A novel by Rebecca Moesta
(1997, Berkeley Science Fiction)
Book 4 in the Junior Jedi Knights
22 years after Star Wars: A New Hope
Anakin and his friends go to Dagobah in search
of his destiny
Read May 9th, 2001
The novel lives up to its name, as the main characters pursue a true
quest. Although I quite enjoyed it, there was too much retelling of the
events from the last book, and I'm not sure about the addition of yet
another main character.
I said the same thing about Moesta and Kevin J. Anderson's Under Black Sun trilogy of the
Young Jedi Knights. By the end of this first book of the new trilogy, I'm not sure what purpose he served. I hope Uldir does not play heavily into the next two books, which would indicate that the author has already lost interest in the two main characters, those being Anakin and Tahiri.
Uldir is full of impatience, seeking adventure and excitement; the words feel lifted directly out of Yoda's mouth. In fact, there are several phrases that seem to lifted directly out of either Yoda's or somebody else's mouth. Can the author not find inspiring words of her own? Or did her husband (Kevin J. Anderson) teach her how to do it... (enough of this rant -I could get really carried away about how much I hate Anderson's writing style, but I'll save that for whenever I reread the
Jedi Academy Trilogy.)
Back to Uldir, he has no sensitivity to the Force, but he has ambition and spirit, so Luke allows him to stay and practice, in the hopes that something will awaken within him. If this guy ends up being a Jedi, even a weak one, I will be
very disappointed. But this serves as a precedent, I guess, because Luke will later allow Anja to stay at the Academy in the Black Sun trilogy.
Anakin, however, is very interesting in this book. He is back from a break in his training, and he is full of doubts. He has heard the story of what happened in the
Dark Empire comics, where Palpatine touched Leia's womb and "claimed" her unborn son Anakin as his own. I've often wondered if any authors would pick up on that thread when he was older, perhaps even turning him into another Emperor. That would be too much, I think, so I will definitely settle for an identity crisis.
Anakin convinces Luke to let him go to the cave on Dagobah where Luke failed his first Dark Side test with Yoda. Tahiri accompanies him, of course, as well as R2D2 and the small and furry Jedi Master from the last trilogy, Ikrit. Peckhum flies them there, and Uldir stows away in the cargo compartment.
Once on Dagobah, a lot of time is spent before they get to the cave, which is fine with me. I wasn't sure what would happen when they got there, as Luke's vision only lasted a few moments. They battle a large spider-like creature, chase away herbivores, and learn lots about the living Force as they each take turns guiding the group. This was all extremely well done, and I loved the learning they all did. Anakin and Tahiri work best when they are working together. Alone, they are somewhat powerful, but together, they could rule the galaxy (hmmm... better not dwell on those thoughts).
Uldir gets what should be a lesson on humility and respect, but I'm not sure he learned any of that.
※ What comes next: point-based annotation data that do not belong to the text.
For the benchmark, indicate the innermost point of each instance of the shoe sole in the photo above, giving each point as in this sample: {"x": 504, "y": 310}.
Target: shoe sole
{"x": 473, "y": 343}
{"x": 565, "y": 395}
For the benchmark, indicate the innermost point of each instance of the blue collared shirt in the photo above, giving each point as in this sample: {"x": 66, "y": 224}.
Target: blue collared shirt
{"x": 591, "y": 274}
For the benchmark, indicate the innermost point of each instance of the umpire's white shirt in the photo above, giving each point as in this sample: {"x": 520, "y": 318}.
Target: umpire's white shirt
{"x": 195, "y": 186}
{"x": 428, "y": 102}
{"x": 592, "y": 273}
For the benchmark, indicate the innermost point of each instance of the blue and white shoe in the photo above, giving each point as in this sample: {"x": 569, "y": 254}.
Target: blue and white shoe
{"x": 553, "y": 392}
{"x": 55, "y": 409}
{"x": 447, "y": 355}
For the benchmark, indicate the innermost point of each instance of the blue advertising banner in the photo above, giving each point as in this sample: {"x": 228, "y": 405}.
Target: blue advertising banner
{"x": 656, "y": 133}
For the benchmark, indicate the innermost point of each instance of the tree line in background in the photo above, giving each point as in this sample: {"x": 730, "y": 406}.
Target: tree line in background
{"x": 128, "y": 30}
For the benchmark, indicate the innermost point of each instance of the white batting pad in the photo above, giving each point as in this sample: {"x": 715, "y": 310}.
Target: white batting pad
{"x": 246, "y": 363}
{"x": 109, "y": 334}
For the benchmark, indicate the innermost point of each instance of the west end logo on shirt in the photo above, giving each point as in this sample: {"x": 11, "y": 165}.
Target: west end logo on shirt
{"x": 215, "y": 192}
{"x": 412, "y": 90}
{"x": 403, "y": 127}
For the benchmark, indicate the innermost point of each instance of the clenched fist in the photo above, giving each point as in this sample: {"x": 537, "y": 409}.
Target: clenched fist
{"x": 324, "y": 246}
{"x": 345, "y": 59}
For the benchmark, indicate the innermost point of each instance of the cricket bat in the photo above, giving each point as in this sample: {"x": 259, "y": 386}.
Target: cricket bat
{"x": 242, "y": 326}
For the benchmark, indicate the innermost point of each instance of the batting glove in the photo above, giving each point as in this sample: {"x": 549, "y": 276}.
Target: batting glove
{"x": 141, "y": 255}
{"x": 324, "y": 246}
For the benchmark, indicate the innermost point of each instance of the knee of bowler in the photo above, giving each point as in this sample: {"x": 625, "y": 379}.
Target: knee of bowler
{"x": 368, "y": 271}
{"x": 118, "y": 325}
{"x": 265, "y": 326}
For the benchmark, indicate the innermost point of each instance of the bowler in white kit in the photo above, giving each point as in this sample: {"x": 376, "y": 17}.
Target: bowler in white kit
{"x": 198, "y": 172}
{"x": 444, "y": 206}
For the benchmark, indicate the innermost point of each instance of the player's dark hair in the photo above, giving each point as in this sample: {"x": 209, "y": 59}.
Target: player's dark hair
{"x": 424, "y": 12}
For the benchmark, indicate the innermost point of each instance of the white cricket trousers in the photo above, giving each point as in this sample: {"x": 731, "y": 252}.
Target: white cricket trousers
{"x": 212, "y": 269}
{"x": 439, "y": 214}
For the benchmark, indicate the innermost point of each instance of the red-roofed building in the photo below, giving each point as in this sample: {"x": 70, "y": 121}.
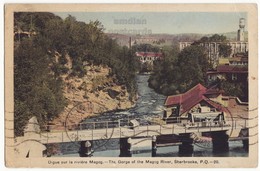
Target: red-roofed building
{"x": 198, "y": 99}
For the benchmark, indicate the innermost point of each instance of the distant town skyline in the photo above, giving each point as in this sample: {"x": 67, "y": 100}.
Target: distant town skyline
{"x": 163, "y": 22}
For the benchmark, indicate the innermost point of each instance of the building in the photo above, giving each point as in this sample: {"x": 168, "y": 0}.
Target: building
{"x": 203, "y": 101}
{"x": 231, "y": 73}
{"x": 241, "y": 31}
{"x": 195, "y": 100}
{"x": 148, "y": 56}
{"x": 212, "y": 48}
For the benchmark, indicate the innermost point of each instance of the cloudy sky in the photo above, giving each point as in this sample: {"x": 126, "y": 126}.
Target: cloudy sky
{"x": 165, "y": 22}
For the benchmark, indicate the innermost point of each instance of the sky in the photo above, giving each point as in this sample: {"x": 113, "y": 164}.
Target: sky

He seemed just as arrogant at the end of the book as he was at the beginning. I wonder where this is leading.
When they reach the cave, the visions they receive are nicely cryptic, just as Luke's vision in
Empire. Uldir senses nothing except a slight sense of the universe closing in on him. A nice touch, and possibly foreshadowing. Tahiri sees her past, and I'm not really sure what is meant by that. Anakin sees two sides of his possible future: one with him as a Darth Vader-like dark entity, who battles with a brown-robed Light Jedi. The struggle for his identity will continue, but he now knows that he will not be dominated by either side -the choice is his.
Ikrit does much better in this book than the short time he received in the last trilogy, but I wonder why he and Luke (or Tionne) have not had large discussions and even training sessions, and if they ever will.
I liked the fact that the young Jedi were accompanied by an adult at all times (even if it was a small furry one). In the
Golden Globe trilogy, they did just about everything by themselves. Here the adults are present, but they did not get in the way of the story. They acted simply as guides, not masters.
Many of the paragraphs, especially at the beginning, drifted into long expository segments about what happened in the last few books. I thought this could have been done in a better way.
Tahiri's constant talking, however, was just as well done here as in the last
trilogy. I hope it keeps up.
So this book was in some ways better, and in some ways not as good as the previous trilogy. Moesta did good work, but not as good as Richardson in telling the tales. We'll see what the next book has to offer.